Jeff Jarvis speaking about his latest book, "Public Parts." Image by the American Library Association, via Flickr

Professor, media consultant, prolific blogger, social media advocate and public speaker. It’s safe to say that Jeff Jarvis wears many hats.

This February, the acclaimed internet intellectual came to McGill University in Montreal to speak about internet privacy, an area he has been thinking a lot about lately.

The talk, Protecting our Tools of Publicness, summarized the major points from his recently published book, Private Parts: How Sharing in the Digital Age Improves the Way We Work and Live.

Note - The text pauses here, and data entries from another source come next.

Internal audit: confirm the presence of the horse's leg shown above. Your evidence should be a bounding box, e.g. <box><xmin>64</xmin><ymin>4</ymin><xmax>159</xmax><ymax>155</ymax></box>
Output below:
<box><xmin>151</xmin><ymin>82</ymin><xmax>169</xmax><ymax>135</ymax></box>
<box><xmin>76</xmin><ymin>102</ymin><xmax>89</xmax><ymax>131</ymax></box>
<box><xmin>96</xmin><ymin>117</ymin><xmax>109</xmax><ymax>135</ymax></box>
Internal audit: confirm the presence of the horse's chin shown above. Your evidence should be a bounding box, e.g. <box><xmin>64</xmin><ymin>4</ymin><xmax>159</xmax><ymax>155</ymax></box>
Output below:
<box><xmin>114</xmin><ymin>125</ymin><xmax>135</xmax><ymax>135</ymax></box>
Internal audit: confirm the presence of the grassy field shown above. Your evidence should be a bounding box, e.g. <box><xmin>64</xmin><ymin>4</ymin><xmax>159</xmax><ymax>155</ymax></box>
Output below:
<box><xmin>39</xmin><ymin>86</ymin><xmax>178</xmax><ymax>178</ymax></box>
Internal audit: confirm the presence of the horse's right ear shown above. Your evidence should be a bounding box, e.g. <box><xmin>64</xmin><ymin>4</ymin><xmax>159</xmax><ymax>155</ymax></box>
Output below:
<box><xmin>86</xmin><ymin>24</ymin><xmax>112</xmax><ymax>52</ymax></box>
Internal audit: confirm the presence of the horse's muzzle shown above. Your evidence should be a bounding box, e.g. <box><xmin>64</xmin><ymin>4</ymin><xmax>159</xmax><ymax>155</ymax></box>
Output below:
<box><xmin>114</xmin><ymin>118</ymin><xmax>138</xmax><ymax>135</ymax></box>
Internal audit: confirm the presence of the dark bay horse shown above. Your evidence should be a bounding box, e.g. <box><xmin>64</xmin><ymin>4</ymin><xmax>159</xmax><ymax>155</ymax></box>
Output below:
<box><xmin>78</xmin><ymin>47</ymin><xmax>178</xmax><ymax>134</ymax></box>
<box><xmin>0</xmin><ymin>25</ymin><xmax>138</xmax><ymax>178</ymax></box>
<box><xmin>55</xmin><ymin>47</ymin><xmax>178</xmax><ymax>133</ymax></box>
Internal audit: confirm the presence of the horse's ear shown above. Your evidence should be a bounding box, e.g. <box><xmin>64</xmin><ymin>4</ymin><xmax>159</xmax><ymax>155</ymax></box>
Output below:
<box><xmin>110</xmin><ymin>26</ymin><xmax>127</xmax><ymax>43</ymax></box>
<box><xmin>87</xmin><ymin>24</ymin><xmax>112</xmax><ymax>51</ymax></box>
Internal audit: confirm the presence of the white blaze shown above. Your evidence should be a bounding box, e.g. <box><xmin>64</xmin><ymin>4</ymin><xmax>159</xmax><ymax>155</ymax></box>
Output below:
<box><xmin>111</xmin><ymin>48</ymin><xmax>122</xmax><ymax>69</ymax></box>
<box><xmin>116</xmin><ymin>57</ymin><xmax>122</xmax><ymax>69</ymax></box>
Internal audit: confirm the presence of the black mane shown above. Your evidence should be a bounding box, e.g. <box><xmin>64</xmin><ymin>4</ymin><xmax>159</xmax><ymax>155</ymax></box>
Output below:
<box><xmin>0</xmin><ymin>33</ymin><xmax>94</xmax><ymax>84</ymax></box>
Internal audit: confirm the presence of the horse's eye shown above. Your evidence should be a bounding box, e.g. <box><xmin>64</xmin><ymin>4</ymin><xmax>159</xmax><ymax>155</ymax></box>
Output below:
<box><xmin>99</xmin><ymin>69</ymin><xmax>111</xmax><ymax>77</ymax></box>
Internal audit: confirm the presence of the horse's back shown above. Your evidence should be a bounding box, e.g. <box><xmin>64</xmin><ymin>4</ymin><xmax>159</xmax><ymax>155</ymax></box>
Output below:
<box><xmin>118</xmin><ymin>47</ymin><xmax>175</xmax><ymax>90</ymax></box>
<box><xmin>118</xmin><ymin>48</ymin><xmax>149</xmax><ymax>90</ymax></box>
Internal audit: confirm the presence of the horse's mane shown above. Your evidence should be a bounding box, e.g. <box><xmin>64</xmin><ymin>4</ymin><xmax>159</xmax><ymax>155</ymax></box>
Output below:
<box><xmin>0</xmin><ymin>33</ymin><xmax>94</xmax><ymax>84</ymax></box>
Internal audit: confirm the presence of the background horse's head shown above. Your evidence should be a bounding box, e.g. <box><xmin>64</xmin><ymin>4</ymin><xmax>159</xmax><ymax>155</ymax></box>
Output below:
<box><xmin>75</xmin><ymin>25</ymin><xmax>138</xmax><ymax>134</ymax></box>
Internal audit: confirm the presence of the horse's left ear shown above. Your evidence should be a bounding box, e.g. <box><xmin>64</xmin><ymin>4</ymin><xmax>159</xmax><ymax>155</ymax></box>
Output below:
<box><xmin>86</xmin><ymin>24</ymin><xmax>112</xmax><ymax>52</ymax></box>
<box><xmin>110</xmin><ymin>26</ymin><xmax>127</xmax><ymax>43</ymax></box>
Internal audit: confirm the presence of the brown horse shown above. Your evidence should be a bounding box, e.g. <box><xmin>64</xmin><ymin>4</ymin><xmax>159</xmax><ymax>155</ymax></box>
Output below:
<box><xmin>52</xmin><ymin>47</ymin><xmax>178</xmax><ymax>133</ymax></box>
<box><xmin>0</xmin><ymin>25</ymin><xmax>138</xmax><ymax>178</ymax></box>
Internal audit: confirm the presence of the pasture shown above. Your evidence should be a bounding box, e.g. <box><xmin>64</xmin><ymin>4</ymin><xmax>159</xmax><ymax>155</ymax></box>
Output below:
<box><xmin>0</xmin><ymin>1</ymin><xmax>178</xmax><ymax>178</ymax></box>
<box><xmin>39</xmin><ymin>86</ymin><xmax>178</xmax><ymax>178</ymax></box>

An ardent defender of an open internet, Jarvis spoke about his worry that government regulation could stifle the web’s potential to improve our lives. As he explained: “We need to protect our great tool of publicness because we don’t know what it is yet.”

Even the terms “public” and “private” mean different things in the internet age, said Jarvis. This, in part, is because the web is changing the way we share information. But as Jarvis suggested, government regulations don’t reflect this shift.

He explained that we’re moving in the direction of complete transparency, so fighting to limit the ways information is shared is akin to sticking tires on a horse-drawn carriage. Society has moved on.

Here comes the revolution

Offering Gutenberg’s invention of the printing press as an analogy to enforce his argument, Jarvis explained that thanks to Gutenberg a lot more people became literate and a lot of political fallout happened as a result.

Sure there was bloodshed, but as the story goes, the printing press also gave rise to the middle class, public education, and unprecedented cultural self-awareness.

But no one really appreciated the impact of the invention until much later – at least one hundred years later.

Fast forward five centuries and here we are, at the cusp of another information revolution, said Jarvis.

As he explained, where once there were clusters of experts who wrote books on highly specialized topics, now there’s a network that enables instantaneous information flow. Everything is linked. Knowledge isn’t hierarchical anymore, but is instead remixed, curated and most of all, open to the public.

Throughout the talk, Jarvis emphasized that for better or worse, the internet has transformed the way we think about information, meaning our norms are changing, too.

These changes are pushing us towards a new kind of public, of which Jarvis is a fierce evangelist. “We should be open by default, secret by necessity,” and that’s true for government, corporations and our personal lives.

So instead of trying to limit the technological potential of the web through regulation, Jarvis argued that we should focus on how people and institutions choose to use that information.

For Jarvis, we’re only beginning to appreciate the implications of our changing norms. From governmental transparency (check Sweden’s national Twitter feed for proof) to social corporations, the curtain is being lifted.

Like it or not, he concluded, publicness is the new social norm, and limiting technology through regulation is akin to stopping the presses.